UNITY, Maine — Whenever a call comes in about someone lost in the woods, Unity College students show up to help with search and rescue operations.

"We’re just part of the search and rescue system in the state of Maine," said Mick Womersley, associate professor of human ecology, director of sustainability and faculty mentor of the search and rescue team at the college, in a recent interview.

"We’ve got 10 or 15 trained people ready to go Monday through Saturday," Womersley said.

"Our primary role is to provide the Maine Warden Service with a team of trained students from the college to the search scene, and to get there as quickly as we can, with all the right equipment," he said.

Mark Latti, spokesman for the Maine Department of Inland Fisheries and Wildlife, said the agency’s search and rescue operations in the state would not be as successful as they are without the help from the college teams.

"We work with a lot of volunteer groups who train with us and train on their own," he said.

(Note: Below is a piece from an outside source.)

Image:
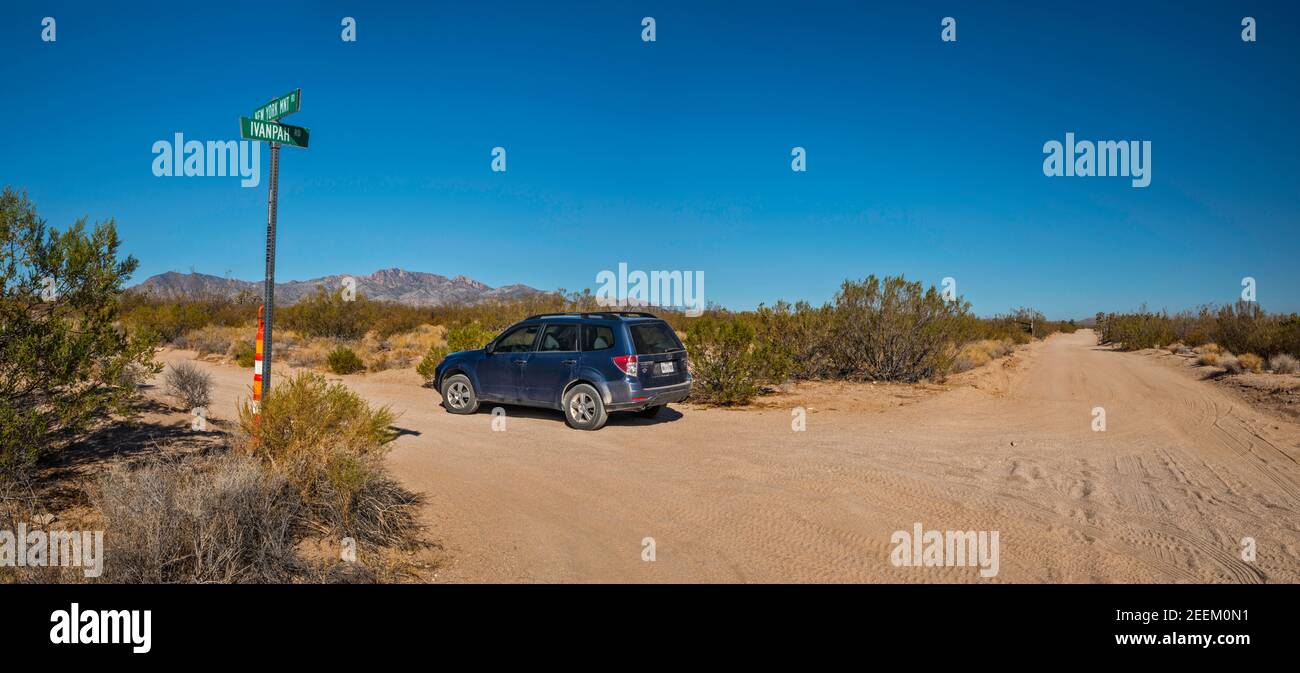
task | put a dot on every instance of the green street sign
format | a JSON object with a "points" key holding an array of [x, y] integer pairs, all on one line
{"points": [[273, 131], [277, 108]]}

"When someone is injured or lost in the woods, we can call on these groups, like Unity, to help us out," he said.

"Over the years, they have proven invaluable," he said of Unity’s team.

"Some of the terrain they walk through includes swamps, marshes, thickets, brooks," Latti said. "They go through them, and they do a fantastic job."

Unity College has some of the same equipment the Maine Warden Service uses, such as global positioning system units and radios, said Womersley.

"We’ve had a lot of support from student government, and that can build up over 10 or 15 years," he said of the team’s self-sufficiency.

"They’ve built up a professional rescue cache, with all the radios, ropes, generators — everything a professional staff would want — and a trailer to take to a search and rescue site for a command post, if we ever need one.

"We’d love to get our hands on a secondhand vehicle that we could use to transport the lead team out to a rescue site," he said. "Right now we use college vehicles, and we sort of take our chances that something will show up, and another professor isn’t using it for a class."

Recently, Unity’s team went to Lewiston to help look for Donna Paradis, a 38-year-old murder victim whose body was found Nov. 12 behind a mall, he said.

"A lot of times we’ll be asked to go back over an outdoor murder scene to look for more clues or to look for a body," Womersley added.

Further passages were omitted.